- Role
- Sole builder — design, prompts, n8n workflows, HIL gates
- Domain
- Operations automation (hospitality-leaning)
- Surface
- 5 kits on one shared, runnable 5-node spine
- Stack
- n8n · local Ollama (phi4:14b) · JSON mode · rule-based gate
- Principle
- AI drafts; a deterministic gate escalates the risky cases
- Status
- Runnable + dogfood-verified on sample runs · production channels pending
The Operational Problem
Operations teams run on inbound volume — support tickets, sales leads, public reviews, new-account onboarding, staff policy questions. Most of it is routine and could be handled in seconds. A small slice is genuinely high-stakes: a refund dispute, a safety incident, an enterprise contract, a one-star review naming a guest.

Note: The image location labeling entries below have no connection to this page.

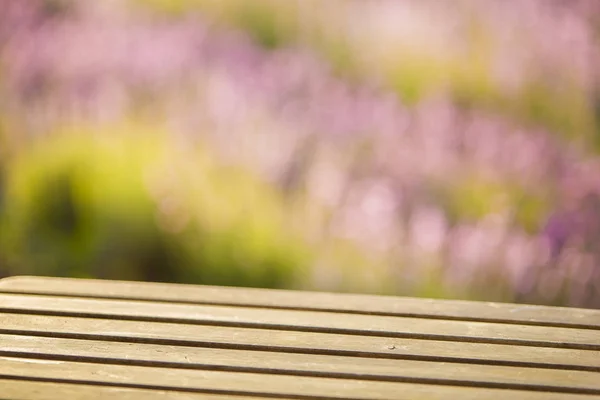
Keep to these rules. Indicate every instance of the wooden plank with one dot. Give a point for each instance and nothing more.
(274, 363)
(34, 390)
(309, 321)
(297, 342)
(218, 382)
(361, 304)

The naive fix — let AI answer everything — is unsafe, because a confident wrong answer lands exactly on that high-stakes slice. The opposite — make a person read everything — spends the scarce resource on cases that never needed it. These kits are built around that tension: absorb the routine volume automatically, and guarantee the high-stakes cases reach a human.
The Product Principle
One rule holds across all five: AI drafts, a human approves anything risky — never the reverse. And the escalation decision is not left to the model's discretion alone. Each workflow runs a two-layer gate. First the model returns its own requires_human_approval flag inside strict JSON. Then deterministic code re-checks the case against kit-specific rules and can force escalation regardless of what the model said.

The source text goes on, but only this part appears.